Bambang mengatakan, pada masanya, setiap perkara yang naik dari tahap penyelidikan ke penyidikan selalu dibarengi dengan penetapan tersangka.
“Dulu itu tidak mungkin ada penyidikan tanpa tersangka. Begitu status perkara dinaikkan, maka tersangka sudah harus ditetapkan,” ujar Bambang dalam podcast yang diunggah di kanal YouTube pribadinya (28/12/2025).
Menurut Bambang, pola penanganan perkara seperti yang terjadi saat ini justru menimbulkan ketidakpastian hukum di tengah masyarakat.
Proses penyidikan yang berjalan tanpa kejelasan tersangka dinilai membuat publik harus menunggu tanpa kepastian arah penyelesaian kasus.
“Apakah kebijakan seperti ini mau terus dipertahankan? Karena publik dan pencari keadilan akhirnya dibuat menunggu dan tidak tahu ke mana arah penyidikan ini,” katanya.
Ia juga menilai kasus dugaan korupsi kuota haji memiliki latar belakang politik yang cukup rumit.
Bambang menyebut, persoalan ini awalnya mencuat dari ketegangan antara DPR dan Kementerian Agama, yang dalam perjalanannya ikut menyeret nama Presiden Joko Widodo.
“Ada dinamika politik yang kuat di awal. DPR dan Kementerian Agama bertarung cukup keras, bahkan saat itu nama Presiden Jokowi ikut disebut-sebut,” ucap Bambang.
Menurutnya, kebijakan Presiden Jokowi kala itu kerap dijadikan alasan munculnya polemik terkait kuota haji.
“Nama Presiden dipakai dalam perdebatan, seolah-olah ini semua akibat kebijakan Presiden Jokowi,” lanjutnya.
Lebih jauh, Bambang menilai perkara ini semakin sensitif karena diduga bersinggungan dengan organisasi Islam besar di Indonesia.
Hal tersebut turut mempengaruhi dinamika penanganan kasus hingga hari ini.
“Ini bukan sekadar soal teknis hukum. Isunya kemudian ditarik ke mana-mana, bahkan dikaitkan dengan salah satu organisasi Islam terbesar,” katanya.
Bambang juga menyoroti banyaknya pihak yang telah dipanggil KPK dalam kasus ini, mulai dari ratusan biro travel haji dan umrah hingga sejumlah tokoh publik yang dikenal luas.
“Ratusan biro umrah dan haji dipanggil, lalu muncul juga nama-nama kondang. Kalau masih ingat, ada Khalid Basalamah. Itu sebabnya kasus ini jadi sorotan besar,” ujarnya.

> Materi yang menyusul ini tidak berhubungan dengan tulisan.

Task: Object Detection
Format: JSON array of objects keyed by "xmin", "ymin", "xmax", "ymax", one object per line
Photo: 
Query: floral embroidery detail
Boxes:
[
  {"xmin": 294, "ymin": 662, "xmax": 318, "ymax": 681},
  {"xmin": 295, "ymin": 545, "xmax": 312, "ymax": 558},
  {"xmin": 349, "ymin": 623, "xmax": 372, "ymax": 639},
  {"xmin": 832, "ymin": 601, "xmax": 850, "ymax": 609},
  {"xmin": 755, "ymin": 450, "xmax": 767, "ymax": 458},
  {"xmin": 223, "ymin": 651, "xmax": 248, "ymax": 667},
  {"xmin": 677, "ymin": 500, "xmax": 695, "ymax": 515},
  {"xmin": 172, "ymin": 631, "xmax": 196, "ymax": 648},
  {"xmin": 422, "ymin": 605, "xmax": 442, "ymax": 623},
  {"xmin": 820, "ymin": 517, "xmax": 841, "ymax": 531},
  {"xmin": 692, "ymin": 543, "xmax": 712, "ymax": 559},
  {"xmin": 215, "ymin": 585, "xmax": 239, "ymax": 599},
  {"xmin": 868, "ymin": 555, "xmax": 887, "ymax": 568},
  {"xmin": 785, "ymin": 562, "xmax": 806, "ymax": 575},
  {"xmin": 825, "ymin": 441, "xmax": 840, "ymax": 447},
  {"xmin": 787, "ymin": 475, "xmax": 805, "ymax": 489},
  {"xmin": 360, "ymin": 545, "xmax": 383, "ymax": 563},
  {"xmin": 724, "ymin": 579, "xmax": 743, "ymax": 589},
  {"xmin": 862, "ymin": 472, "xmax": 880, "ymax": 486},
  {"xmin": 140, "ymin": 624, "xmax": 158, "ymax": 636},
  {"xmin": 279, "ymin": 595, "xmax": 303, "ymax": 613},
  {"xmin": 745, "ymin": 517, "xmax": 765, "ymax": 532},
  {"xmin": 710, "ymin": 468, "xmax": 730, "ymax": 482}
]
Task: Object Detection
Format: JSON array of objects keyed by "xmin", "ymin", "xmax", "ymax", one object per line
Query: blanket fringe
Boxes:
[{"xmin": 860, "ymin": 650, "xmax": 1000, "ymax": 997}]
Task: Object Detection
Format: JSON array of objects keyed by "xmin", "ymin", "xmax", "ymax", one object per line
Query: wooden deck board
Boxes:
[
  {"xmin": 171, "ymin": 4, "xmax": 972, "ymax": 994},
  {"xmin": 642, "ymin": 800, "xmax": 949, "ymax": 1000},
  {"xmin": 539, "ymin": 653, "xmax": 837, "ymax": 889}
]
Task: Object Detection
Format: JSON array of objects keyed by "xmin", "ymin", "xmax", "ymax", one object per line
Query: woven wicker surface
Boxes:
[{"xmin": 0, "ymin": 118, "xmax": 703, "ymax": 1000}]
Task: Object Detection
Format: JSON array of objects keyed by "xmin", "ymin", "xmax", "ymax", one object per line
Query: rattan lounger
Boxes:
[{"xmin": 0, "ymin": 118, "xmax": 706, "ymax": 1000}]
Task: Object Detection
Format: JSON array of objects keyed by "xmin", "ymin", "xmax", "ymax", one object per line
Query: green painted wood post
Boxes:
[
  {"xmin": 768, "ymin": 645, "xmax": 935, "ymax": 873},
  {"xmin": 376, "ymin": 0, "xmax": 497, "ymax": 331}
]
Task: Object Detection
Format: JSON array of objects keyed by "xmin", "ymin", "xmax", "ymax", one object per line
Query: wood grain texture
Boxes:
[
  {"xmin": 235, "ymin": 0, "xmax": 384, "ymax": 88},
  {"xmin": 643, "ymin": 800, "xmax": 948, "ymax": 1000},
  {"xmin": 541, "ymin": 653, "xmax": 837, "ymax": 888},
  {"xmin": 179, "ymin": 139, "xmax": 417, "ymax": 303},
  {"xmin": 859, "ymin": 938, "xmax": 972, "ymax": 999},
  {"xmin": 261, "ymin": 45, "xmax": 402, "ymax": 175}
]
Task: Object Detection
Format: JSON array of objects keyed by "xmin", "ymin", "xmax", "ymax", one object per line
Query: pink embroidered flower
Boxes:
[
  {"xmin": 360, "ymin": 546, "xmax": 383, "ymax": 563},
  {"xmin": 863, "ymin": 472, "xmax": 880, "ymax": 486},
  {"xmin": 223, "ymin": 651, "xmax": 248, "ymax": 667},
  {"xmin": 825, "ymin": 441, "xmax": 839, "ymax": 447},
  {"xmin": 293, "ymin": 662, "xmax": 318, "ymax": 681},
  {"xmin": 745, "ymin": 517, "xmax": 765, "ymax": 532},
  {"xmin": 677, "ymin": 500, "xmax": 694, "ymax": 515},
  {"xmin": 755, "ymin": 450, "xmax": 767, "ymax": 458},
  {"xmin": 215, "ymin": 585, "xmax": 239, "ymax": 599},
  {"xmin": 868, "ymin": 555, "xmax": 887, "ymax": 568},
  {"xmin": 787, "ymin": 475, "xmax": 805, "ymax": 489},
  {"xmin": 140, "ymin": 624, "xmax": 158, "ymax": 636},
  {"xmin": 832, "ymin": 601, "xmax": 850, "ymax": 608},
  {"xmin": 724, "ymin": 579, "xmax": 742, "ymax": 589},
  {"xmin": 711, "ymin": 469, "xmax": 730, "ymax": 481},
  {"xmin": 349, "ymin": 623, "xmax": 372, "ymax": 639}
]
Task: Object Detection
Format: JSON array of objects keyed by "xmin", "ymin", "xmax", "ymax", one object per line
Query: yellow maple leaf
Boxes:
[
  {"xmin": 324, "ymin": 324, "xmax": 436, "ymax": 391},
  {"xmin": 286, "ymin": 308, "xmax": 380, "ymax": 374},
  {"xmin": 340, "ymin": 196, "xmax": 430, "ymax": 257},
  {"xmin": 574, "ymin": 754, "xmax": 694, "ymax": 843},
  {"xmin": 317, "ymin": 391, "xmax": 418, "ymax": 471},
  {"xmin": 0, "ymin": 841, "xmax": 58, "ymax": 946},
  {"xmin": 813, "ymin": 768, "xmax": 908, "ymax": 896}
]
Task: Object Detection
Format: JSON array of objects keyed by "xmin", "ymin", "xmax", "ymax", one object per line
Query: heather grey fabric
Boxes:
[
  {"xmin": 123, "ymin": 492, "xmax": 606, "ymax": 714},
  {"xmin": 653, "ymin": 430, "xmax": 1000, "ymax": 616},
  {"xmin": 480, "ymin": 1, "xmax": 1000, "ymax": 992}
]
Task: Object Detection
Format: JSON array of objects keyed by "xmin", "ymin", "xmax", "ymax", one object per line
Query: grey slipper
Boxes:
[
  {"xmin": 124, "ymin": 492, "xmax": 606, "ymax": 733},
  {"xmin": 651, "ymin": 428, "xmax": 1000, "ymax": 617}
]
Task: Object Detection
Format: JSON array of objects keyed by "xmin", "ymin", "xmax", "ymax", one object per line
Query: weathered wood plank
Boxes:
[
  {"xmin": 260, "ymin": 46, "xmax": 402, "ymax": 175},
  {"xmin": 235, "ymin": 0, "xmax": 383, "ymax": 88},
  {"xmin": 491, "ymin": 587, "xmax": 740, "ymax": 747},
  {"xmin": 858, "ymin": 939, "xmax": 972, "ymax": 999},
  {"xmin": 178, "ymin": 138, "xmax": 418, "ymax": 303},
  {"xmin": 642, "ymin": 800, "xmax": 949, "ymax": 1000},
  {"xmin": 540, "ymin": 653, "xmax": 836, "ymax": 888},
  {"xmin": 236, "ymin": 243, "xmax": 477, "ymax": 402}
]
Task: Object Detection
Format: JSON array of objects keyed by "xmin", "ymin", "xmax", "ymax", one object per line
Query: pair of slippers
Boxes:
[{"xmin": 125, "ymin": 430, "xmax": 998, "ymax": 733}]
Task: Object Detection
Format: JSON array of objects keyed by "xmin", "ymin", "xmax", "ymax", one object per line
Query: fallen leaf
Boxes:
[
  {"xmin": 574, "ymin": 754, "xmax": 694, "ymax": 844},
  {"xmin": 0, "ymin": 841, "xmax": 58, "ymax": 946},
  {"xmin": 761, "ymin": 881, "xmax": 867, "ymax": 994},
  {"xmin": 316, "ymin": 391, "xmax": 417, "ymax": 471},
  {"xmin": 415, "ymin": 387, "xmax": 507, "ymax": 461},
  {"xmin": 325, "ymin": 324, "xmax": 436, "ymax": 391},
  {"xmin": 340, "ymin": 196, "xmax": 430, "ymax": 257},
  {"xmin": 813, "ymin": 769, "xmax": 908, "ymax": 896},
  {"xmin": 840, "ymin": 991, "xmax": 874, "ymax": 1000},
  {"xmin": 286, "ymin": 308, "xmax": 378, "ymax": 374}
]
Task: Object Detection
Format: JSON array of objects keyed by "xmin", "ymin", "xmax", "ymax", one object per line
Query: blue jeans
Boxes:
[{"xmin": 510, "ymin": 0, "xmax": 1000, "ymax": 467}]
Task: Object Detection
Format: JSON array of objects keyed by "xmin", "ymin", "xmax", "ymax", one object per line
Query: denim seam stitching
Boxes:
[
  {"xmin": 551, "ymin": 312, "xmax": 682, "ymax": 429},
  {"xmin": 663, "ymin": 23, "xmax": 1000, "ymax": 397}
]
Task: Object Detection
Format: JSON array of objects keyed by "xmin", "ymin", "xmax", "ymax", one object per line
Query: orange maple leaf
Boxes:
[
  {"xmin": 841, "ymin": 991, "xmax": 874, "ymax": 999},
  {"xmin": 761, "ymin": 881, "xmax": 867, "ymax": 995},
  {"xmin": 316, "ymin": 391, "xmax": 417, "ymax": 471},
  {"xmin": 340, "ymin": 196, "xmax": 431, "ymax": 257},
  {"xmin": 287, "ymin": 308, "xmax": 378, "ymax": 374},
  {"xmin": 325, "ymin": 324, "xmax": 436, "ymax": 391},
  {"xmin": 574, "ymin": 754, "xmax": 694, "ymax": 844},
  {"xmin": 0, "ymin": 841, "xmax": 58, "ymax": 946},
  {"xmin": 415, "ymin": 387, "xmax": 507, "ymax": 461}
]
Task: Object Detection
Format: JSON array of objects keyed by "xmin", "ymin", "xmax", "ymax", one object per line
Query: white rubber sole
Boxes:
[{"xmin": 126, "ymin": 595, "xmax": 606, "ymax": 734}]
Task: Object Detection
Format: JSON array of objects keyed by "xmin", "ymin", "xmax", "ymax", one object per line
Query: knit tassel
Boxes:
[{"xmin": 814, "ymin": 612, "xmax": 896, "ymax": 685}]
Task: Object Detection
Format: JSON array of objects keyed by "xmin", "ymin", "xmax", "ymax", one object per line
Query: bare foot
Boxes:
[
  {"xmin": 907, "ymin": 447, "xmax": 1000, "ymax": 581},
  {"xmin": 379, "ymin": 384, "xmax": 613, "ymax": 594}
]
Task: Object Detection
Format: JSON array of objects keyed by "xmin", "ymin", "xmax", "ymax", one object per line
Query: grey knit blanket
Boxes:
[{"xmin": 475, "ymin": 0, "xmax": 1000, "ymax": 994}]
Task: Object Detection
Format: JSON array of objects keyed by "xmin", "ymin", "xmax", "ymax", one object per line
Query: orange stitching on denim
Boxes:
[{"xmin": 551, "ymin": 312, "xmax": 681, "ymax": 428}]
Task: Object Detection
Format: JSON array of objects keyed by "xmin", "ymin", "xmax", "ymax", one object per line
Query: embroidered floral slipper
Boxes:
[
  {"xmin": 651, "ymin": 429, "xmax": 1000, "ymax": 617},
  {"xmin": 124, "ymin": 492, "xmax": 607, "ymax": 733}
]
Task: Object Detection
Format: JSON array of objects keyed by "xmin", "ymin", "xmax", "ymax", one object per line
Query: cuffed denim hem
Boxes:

Ia mengingatkan, perhatian publik terhadap kasus dugaan korupsi kuota haji akan semakin meningkat seiring mendekatnya musim haji dan perayaan Idul Adha.
“Kalau sampai kasus ini tidak bisa dibongkar, padahal sudah lebih dari setahun, bagaimana nanti menjelang Idul Adha tapi perkaranya belum juga selesai?” tuturnya.
Dugaan korupsi kuota haji sendiri bermula dari adanya tambahan kuota sebanyak 20.000 jemaah yang diberikan oleh pemerintah Arab Saudi kepada Indonesia.
Berdasarkan Undang-Undang Nomor 8 Tahun 2019, tambahan kuota tersebut seharusnya dialokasikan 92 persen untuk jemaah haji reguler dan 8 persen untuk jemaah haji khusus.
Namun dalam praktiknya, pembagian kuota itu diduga berubah menjadi 50:50.
Perubahan inilah yang kemudian memunculkan dugaan adanya aliran dana untuk mempercepat keberangkatan haji dan menjadi pintu masuk penyelidikan oleh KPK.